Chicago-based Studio Gang was tapped several years ago to design the 230,000-square-foot facility, which has since been described by reports as a “scientific temple dedicated to research, education and deepening the public’s connection to science.”
According to reports, architect Jeanne Gang developed the designs while New York–based Davis Brody Bond was brought on to serve as the project’s executive architect. During the design process, Gang and her team utilized high-tech and analog methods to play with the structure’s form, but also looked into erosion, tectonics and other geologic processes.
AMNH Research Center
Being constructed next to the nearly 150-year-old original Victorian Gothic building of the AMNH, the multi-story Richard Gilder Center for Science, Education, and Innovation will be comprised of a library, a theater with 23-foot-high walls, a 3,000-square-foot butterfly vivarium, a 5,000-square-foot insectarium and additional spaces for exhibitions and education.
The space is also slated to have clear skybridges for the crossing of leafcutter ants and a fungal garden.
The center is named after philanthropist Richard Gilder, a fifth-generation New Yorker who co-founded the Gilder Lehrman Institute of American History and the Central Park Community Fund. Over the course of his lifetime, Gilder gave $140 million to AMNH, which included the initial donation for the new building.
.@AMNH's new expansion will be a 230,000-square-foot temple dedicated to research, education and deepening the public’s connection to science, featuring a 3,000-square-foot butterfly vivarium and an immersive theater akin to Star Trek's holodeck.https://t.co/G72UJxtIa9— Gothamist (@Gothamist) March 29, 2022
When the project broke ground in June 2019, AMNH President Ellen V. Futter told reporters that there was “an urgency to the public having a much deeper understanding of science and scientific issues that are really driving our times.”
“In addition to being a brilliant woman and fantastic architect, Jeanne brings an exceptional sensitivity to both the built world and natural world,” Futter added.
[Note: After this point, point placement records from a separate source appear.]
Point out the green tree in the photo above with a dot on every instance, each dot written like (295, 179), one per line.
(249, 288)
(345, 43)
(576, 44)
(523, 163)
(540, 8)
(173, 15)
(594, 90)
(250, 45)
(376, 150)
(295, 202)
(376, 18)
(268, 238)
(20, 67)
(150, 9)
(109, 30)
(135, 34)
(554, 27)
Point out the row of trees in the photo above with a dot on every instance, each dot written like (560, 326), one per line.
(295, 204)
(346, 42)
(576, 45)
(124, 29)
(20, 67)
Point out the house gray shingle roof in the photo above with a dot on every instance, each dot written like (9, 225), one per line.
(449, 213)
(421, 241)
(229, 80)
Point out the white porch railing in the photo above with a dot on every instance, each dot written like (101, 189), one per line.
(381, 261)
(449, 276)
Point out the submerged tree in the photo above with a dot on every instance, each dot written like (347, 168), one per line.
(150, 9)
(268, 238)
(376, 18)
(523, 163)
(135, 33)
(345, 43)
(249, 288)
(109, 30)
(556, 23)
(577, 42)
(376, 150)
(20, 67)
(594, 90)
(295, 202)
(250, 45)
In renderings of the expansion, viewers are met with cavernous, fluid spaces that offer large openings and views into various exhibition spaces. The amoeba-like, light-filled and airy central hall was reportedly designed to emphasize the connectedness of scientific disciplines and inspire curiosity.
“You can look up and say, ‘I want to go see that next.’ It encourages you to make a discovery,” said Gang.
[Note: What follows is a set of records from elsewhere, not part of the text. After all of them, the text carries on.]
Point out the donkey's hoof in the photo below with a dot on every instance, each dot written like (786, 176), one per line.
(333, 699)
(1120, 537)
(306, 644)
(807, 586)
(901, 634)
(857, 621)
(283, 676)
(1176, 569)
The new space is also noted to allow for circular movement through the building, thus preventing long hallways and dead ends like in older sections of the facility.
To construct the massive expansion and prevent encroachment into the adjacent Theodore Roosevelt Park, three existing structures were demolished. The curved space was then created with shaped reinforcing bars. More recently, the bars have been sprayed with shotcrete as opposed to using traditional pourable concrete.
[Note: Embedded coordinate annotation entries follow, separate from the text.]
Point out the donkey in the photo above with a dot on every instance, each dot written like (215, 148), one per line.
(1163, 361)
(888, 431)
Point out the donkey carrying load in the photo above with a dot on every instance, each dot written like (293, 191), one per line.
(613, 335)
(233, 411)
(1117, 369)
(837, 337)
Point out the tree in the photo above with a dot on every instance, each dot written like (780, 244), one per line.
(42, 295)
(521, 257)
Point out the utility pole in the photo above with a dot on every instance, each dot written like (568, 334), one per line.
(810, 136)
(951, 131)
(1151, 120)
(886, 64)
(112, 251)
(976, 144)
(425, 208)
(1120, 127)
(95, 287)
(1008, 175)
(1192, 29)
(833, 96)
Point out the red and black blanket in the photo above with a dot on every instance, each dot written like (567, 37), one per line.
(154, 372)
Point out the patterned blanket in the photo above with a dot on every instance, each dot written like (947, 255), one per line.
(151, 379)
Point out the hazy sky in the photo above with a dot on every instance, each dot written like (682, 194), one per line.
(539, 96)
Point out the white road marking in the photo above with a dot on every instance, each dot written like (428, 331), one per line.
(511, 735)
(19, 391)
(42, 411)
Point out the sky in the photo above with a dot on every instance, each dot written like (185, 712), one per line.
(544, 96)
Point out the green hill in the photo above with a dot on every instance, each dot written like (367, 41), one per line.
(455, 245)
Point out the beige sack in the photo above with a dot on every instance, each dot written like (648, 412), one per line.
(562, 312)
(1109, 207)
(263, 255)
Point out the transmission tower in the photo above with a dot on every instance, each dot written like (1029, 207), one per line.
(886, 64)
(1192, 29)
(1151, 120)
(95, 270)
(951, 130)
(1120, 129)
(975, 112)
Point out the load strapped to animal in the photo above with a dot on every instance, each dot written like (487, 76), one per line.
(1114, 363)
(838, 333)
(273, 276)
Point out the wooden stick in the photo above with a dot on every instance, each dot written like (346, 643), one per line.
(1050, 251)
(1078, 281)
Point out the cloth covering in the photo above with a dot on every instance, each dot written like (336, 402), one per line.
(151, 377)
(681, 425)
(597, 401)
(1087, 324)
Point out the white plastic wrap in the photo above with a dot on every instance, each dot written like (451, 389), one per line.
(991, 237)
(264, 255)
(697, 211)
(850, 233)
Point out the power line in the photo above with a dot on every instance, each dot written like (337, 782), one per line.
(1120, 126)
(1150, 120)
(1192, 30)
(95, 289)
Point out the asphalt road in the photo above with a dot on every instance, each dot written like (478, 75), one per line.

According to reports, the use of shotcrete has eliminated the need for large quantities of wood to create the formwork and associated waste. The shotcrete has also been used by taxidermists to create scenes in the museum's dioramas.
The exterior is slated to be covered in Milford pink granite to match the building’s facade on Central Park West. The building’s high-performance envelope with its stone-cladding will help keep it naturally cool in the summer. The structure will also be powered by steam and electricitiy.
The Gilder Center is the 23rd building in the museum complex which occupies four city blocks. Once completed, the center’s insectarium will host 30 orders of live insects and will reportedly be home to the largest display of leafcutter ants in the world.
Currently, the City of New York has allocated funding of over $90 million to the AMNH, and another $17 million came from the state for the new center.